Im now running the computer fine with 2 of my four memory modules, and am gonna rma the other 2 modules to Geil and hopefully get them replaced. The moral of this story is test everything thoroughly before you jump to conclusions.
 

mrkorb

Distinguished
Oct 14, 2004
47
0
18,530
Make sure you test each of your ram modules seperatly with memtest

I did that already. Ran each DIMM individually through memtest86+ for 5 hours (about 23 passes) and received 0 errors on each of them. Those results, plus playing musical chairs with the DIMMs is what leads me to believe that there's something screwy with slot 2 on my board.

You might try updating your BIOS to see if that fixes your dual channel problem. Can't hurt to try...

You're right, it can't hurt to try that, but like I said in my first post, everything was just fine for nearly 4 months before something went bad in mid-December.
 

blue68f100

Distinguished
Dec 25, 2005
1,803
0
19,780
I haven't found memory86 good for testing anything. Use Prime 95 instead. It will stress things better.

Use cpu-z to make sure the bios is reading the memory timings, and voltages correctly.
 

mrkorb

Distinguished
Oct 14, 2004
47
0
18,530
Ran Prime95 for 14 hours with the RAM in slots 3 and 4 where things seemed to work fine. No errors.
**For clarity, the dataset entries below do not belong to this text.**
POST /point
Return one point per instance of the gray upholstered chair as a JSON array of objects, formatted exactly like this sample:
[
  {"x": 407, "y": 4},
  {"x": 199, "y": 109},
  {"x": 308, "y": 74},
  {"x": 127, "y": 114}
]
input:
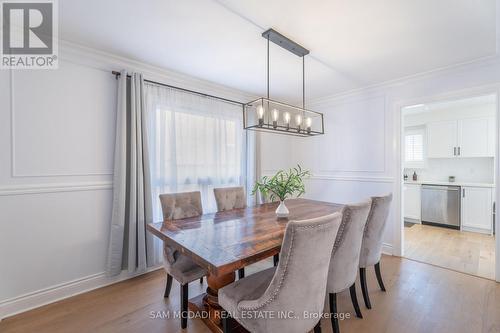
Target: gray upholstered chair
[
  {"x": 297, "y": 284},
  {"x": 177, "y": 206},
  {"x": 344, "y": 261},
  {"x": 229, "y": 198},
  {"x": 371, "y": 248}
]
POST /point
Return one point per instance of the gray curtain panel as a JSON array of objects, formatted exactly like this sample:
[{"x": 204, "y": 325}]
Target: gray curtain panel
[{"x": 131, "y": 247}]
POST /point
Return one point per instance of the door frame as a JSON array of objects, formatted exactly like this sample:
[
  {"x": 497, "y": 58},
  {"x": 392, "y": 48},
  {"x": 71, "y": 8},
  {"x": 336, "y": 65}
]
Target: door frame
[{"x": 398, "y": 147}]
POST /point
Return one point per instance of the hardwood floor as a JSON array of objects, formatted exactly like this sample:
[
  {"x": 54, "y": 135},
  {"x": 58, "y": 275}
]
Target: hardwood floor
[
  {"x": 419, "y": 298},
  {"x": 467, "y": 252}
]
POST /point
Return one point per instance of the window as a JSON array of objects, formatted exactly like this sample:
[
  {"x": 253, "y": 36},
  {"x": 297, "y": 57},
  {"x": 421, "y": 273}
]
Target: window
[
  {"x": 197, "y": 144},
  {"x": 415, "y": 147}
]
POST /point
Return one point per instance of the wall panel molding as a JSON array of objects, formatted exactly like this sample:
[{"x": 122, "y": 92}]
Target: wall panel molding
[
  {"x": 364, "y": 179},
  {"x": 14, "y": 171},
  {"x": 54, "y": 188},
  {"x": 61, "y": 291}
]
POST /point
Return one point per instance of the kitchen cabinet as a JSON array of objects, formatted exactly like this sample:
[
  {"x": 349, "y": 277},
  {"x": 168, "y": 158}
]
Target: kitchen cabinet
[
  {"x": 441, "y": 139},
  {"x": 473, "y": 137},
  {"x": 477, "y": 209},
  {"x": 412, "y": 201}
]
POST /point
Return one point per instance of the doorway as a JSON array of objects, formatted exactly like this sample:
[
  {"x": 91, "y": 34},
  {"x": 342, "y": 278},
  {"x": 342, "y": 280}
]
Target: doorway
[{"x": 448, "y": 186}]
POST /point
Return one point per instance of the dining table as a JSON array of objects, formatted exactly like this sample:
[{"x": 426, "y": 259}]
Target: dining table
[{"x": 226, "y": 241}]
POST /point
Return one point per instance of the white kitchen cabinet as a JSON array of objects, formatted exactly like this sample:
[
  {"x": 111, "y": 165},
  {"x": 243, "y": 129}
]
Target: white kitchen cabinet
[
  {"x": 491, "y": 136},
  {"x": 412, "y": 201},
  {"x": 441, "y": 139},
  {"x": 474, "y": 137},
  {"x": 477, "y": 209}
]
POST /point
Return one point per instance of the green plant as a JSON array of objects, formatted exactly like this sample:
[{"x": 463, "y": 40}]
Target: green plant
[{"x": 283, "y": 184}]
I put the RAM back into slots 1 and 2 (where the crashes seemed to be coming from), ran Prime95 for 14 hours there. No errors. Ran Google Earth and it crashed.
 

mrkorb

Distinguished
Oct 14, 2004
47
0
18,530
I hope you all will forgive this little bit of thread necromancy, but I just wanted to wrap this up.

I RMA'd the motherboard with Abit and mailed it to them on Feb 7th. About 2 weeks later, they e-mailed me offering a KN8 SLI board instead of a replacement KN8 Ultra. I wasn't sure if it would have caused any problems with the already installed OS and software or if it would be just fine, but I refused the SLI board in favor of getting an KN8 Ultra. Personally, I didn't see much use for a SLI board at an insurance agency!

A few days ago I got a surprise in the mail. It was the replacement board. I can now happily say that everything works just as it should. The RAM is running smoothly at DDR400 with no crashes from either Google Earth or Remote Desktop Connection, which were always crashing with the previous MB. I think the only thing that really gives me pause at the moment is wondering if I applied the Arctic Silver compound to the processor when I popped it in the new board, but I'd say considering that the system temp is at 70F while idle is a good sign that I did it right.

Much thanks to all that chimed in on this and gave suggestions. After almost 2 months of being on a slower crappier backup server at work this appears to be finally over.